July 3, 2011

Adoption Thought

The world I grew up in is called Marin County.  It’s a place that I know best, a place that surrounds me with good resources, good education, and fortunate wealth.  It’s a place I call home, a home in which I was once placed a long time ago.  Most of the time, I find myself very lucky to be in such a great place, but with this place came struggles, pain and challenges.  I needed to figure out why I was here, and why I wasn’t with my “real” family over there.  Struggling to figure out who I was, and experiencing the difficulties of being different from other kids,  I had to accept the fact that this was me, and that I was here to have a better life. 

My history first starts in a world that is unknown—a place of abandonment and loneliness.  My beginning days in China are a dark mystery.  But then as a small child of almost three years, my life took a turn. I was adopted by a single woman and brought to America. When I tell people that, I’m shocked that many people say, “Aw that’s really sad.” It makes me angry, because then I have to tell them “No, you’re  wrong, it’s not sad.”   Every time someone says that though, feelings begin to stir within me. I recall so many times of sadness and abandonment.  Frightening nightmares show up every so often, pictures of me in an empty world. It’s probably not the comments that people say about adoption that bother me but my own thoughts in the process , the unknown, the confusing wonder and the painful struggles.
Growing up in Marin, I had to learn English and forget about my native heritage and language. I became aware that I was different from my classmates in so many ways.  I didn’t look like a lot of my friends; even my mom didn’t look like me.

School became challenging.  I started to realize I had difficulties with learning.  I remember specifically, this one event. “Sound out the word,” my third grade teacher told me. “I dunno” I replied looking down. I hated myself, for not knowing such an easy word that my friends and classmates knew.  I felt stupid  and wanted to hide.  ” Let me go back to China” is what I thought, “I won’t have these problems there.”  But I knew I couldn’t because it would be another struggle, knowing now that I can no longer speak Mandarin.  I felt trapped between two worlds that I did not belong.

As time went on, I learned that many of my hardships have shaped me into who I am.  With the learning disability that I have, I have had to work extremely hard to get good grades.  I have always wanted to do my very best. There have been times of disappointment and sadness but I have learned how to get through. 

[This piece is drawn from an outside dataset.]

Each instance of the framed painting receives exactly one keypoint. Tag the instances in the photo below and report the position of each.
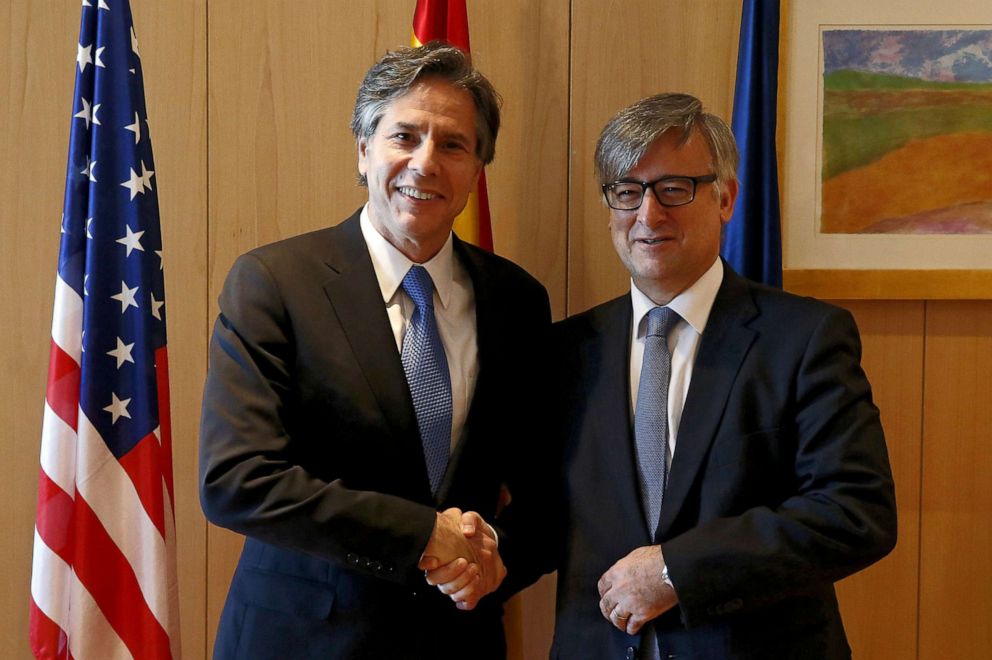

My dreams and aspirations for the future are to be successful in whatever I do.  Within the world that I live and with the memories that I hold, I know that I am a very fortunate girl.  I have had the support of my mom, my teachers and my friends.  I hope in the future that I can go back to China to revisit the past.  I want to visit the people who first gave me love and affection and then the opportunity of a new life.  Being curious about the two worlds that have shaped me has made me curious about others.   I hope to study abroad to broaden my understanding and appreciation of other worlds and cultures.



  1. Wow, Kelly, your story is compelling. I wish I could sit with you over coffee and pick your brain some as an adoptive mother to a precious Chinese girl. You clearly have a lot of insight and are in a good place right now to process all you have been through.

  2. This isn't actually me! I'm glad you brought my attention to it! It was actually written by another girl. She has a good and honest opinion.

  3. I too was adopted when I was 3 years old and remember being frustrated with my teachers for saying to just sound out the words that I didn't know. I couldn't seem to rap my mind around how every letter that had a certain sound that went with it. I was falling behind in my language arts class because of this and was diagnosed with dyslexia. I then had to go to a separate class for English for three years, but it helped me in the ending because now I enjoy reading on my own and no longer feel frustrated.